Does higher Institutional Quality improve the Appropriateness of Healthcare Provision?
De Luca G., Lisi D., Martorana M., Siciliani L., 2021 – Journal of Public Economics
Healthcare spending in OECD countries represents about 9% of GDP and the majority of health expenditure is publicly financed. Health spending is expected to grow further in the next years driven by an ageing population and technological innovation, raising challenges to the sustainability of public finances. Increasing the appropriateness in healthcare provision is thus critical in making health systems sustainable.
In this critical sector, the role of the institutional framework is of paramount importance. Is the appropriateness of healthcare provision determined by different degrees of institutional quality?
Giacomo De Luca, Domenico Lisi, Marco Martorana, Luigi Siciliani provide an answer in a recently published article, Does higher Institutional Quality improve the Appropriateness of Healthcare Provision? in the Journal of Public Economics: they investigate the effect of institutional quality on the appropriateness of healthcare provision in Italian hospitals. Given the wide regional heterogeneity both in healthcare provision and institutional quality, Italy provides a particularly suitable case study.
To capture the appropriateness of healthcare provision, the authors employ a widely recognized indicator, namely cesarean section rates during childbirth for first-time mothers provided by the National Program for Outcome Assessment (Programma Nazionale Esiti, PNE). In absence of clinical reasons or complications, vaginal delivery is the recommended mode of delivery and preferred to C-section for a series of motivations, going from a higher risk of maternal mortality as well as infant morbidity. This measure is also convenient because it is vulnerable to providers’ opportunistic behaviors and thus captures eventual inefficiency of healthcare provision.
Italy exhibits large variations in C-section rates across regions that cannot be explained by sociodemographic and clinical factors. Figure 1 provides visualization on the distribution of this variable in the period 2007-2012.
To measure institutional quality in Italian regions, the authors rely on two different indicators. The first is the Institutional Quality Index (IQI), a multidimensional quantitative indicator based on five dimensions of institutional quality: voice and accountability, government effectiveness, regulatory quality, rule of law, and control of corruption. As an alternative measure, they also employ the European Quality of Government Index (EQI), which is a perception-based multidimensional indicator. Both indicators display large differences across Italian regions, as Figure 2 clearly shows.
To identify the causal effect of institutional quality the authors rely on two historical variables capturing past cultural and political background, both available at the regional level. The first is an indicator of quality of political institutions in the period from 1600 to 1850 measured by the ‘‘Constraints on the decision making powers of chief executives” as defined by the dataset Polity IV. The second is the literacy rate in 1881. It gives a good proxy of the different cultural traits in Italian regions pre-dating the Kingdom of Italy.

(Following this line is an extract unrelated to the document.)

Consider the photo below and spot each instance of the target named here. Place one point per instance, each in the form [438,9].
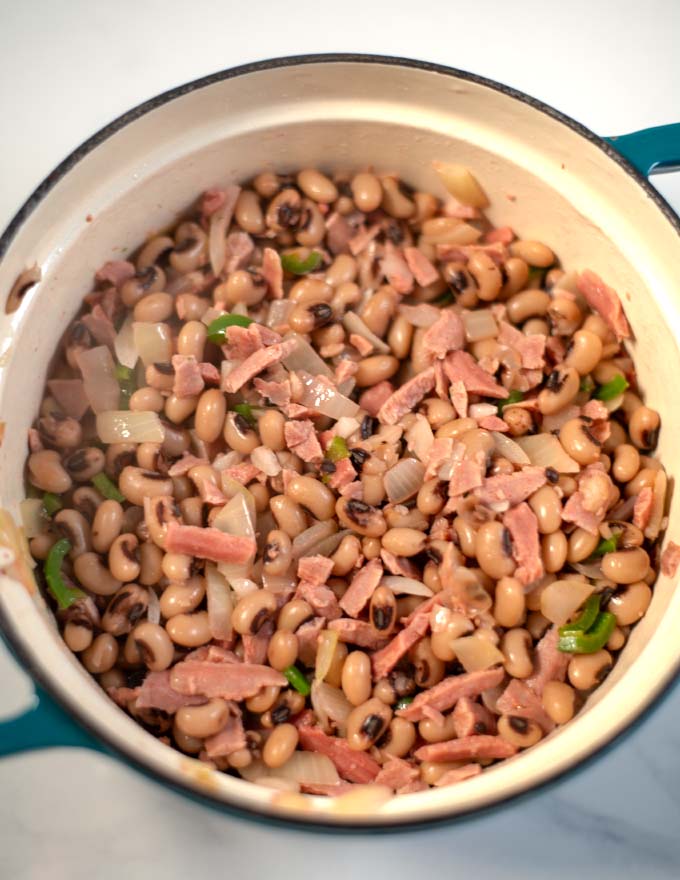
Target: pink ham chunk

The empirical strategy aims at estimating the causal effect of institutional quality on cesarean section rates, through an instrumental variable (IV) approach. Indeed, current institutions, and their quality, are largely the product of historical dynamics: therefore, the effect of past cultural traits and institutional quality are exploited as an exogenous source of variation in current institutional quality.
This study provides some strong results: institutional quality improves the appropriateness in the provision of childbirth services or, putting it differently, it plays a significant role in shaping provider incentives and in improving the efficiency of healthcare systems. A standard deviation increase in IQI leads to a reduction of about 10 percentage points in C-section rates. The results are robust to alternative indicators of institutional quality and samples. Additionally, amongst the dimensions of institutional quality, corruption and government effectiveness in the local area appear to be the most relevant in affecting the healthcare provision.

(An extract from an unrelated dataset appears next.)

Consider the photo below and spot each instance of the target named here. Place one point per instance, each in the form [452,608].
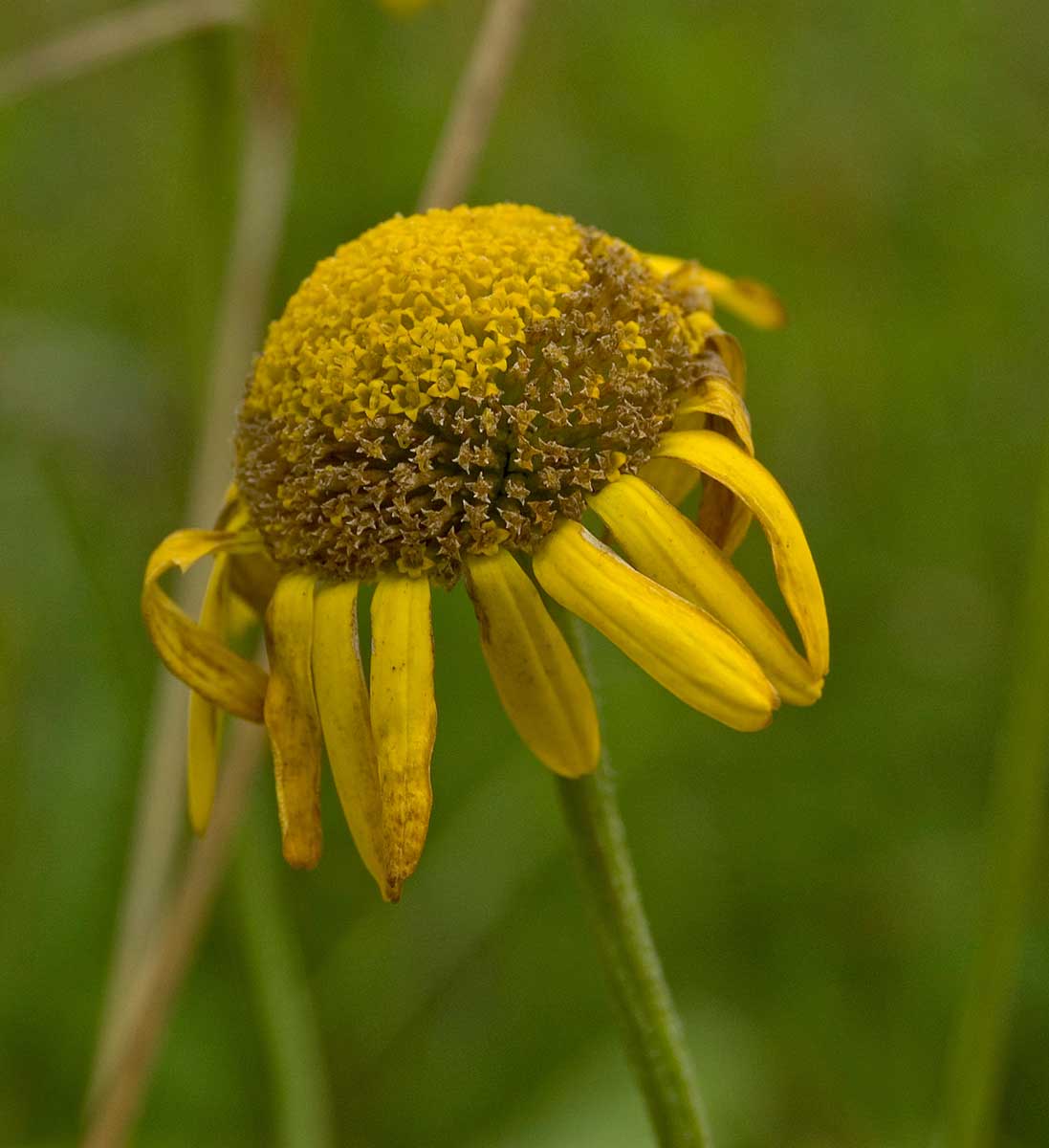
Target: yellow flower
[446,397]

What are the mechanisms at stake? First of all, the authors suggest that a higher institutional quality maps into pro-active policies (i.e. hospitals’ payment policies) to reduce inappropriate provision. Furthermore, institutional quality positively affects not only appropriateness of care but also clinical quality: it reduces heart attack mortality rates, but it does not affect stroke mortality or mortality for chronic obstructive pulmonary disease. Overall, the results suggest that a worse institutional environment weakens hospitals’ incentives to select treatments that are cost-effective.

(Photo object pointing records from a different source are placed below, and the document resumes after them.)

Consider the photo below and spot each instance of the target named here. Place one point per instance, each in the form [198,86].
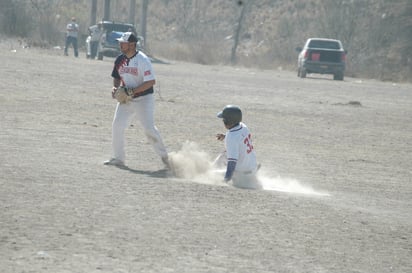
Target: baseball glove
[122,94]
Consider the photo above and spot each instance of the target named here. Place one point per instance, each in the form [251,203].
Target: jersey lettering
[248,143]
[128,70]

To conclude, this study puts forward some interesting insights. Paying attention to the quality of the institutional framework in which healthcare providers operate should be central in policymaking as well as long term policies enhancing their accountability. This involves expanding the scope of benchmarking across hospitals and local administrations through performance measures, and of public reporting in an accessible and user-friendly format. Finally, the analysis also suggests that in decentralized systems, the central government could play a coordinating role or introduce minimum standards to contain inappropriateness in healthcare provision.
Similar mechanisms may apply for other publicly-funded services characterized by high discretion of providers and difficulties in the measurement of performance which blur accountability (e.g., education, procurement). Indeed, whenever formal rules are missing or generic, the institutional framework is important in shaping the rules of the game and, thus, in affecting the behavior of public officials.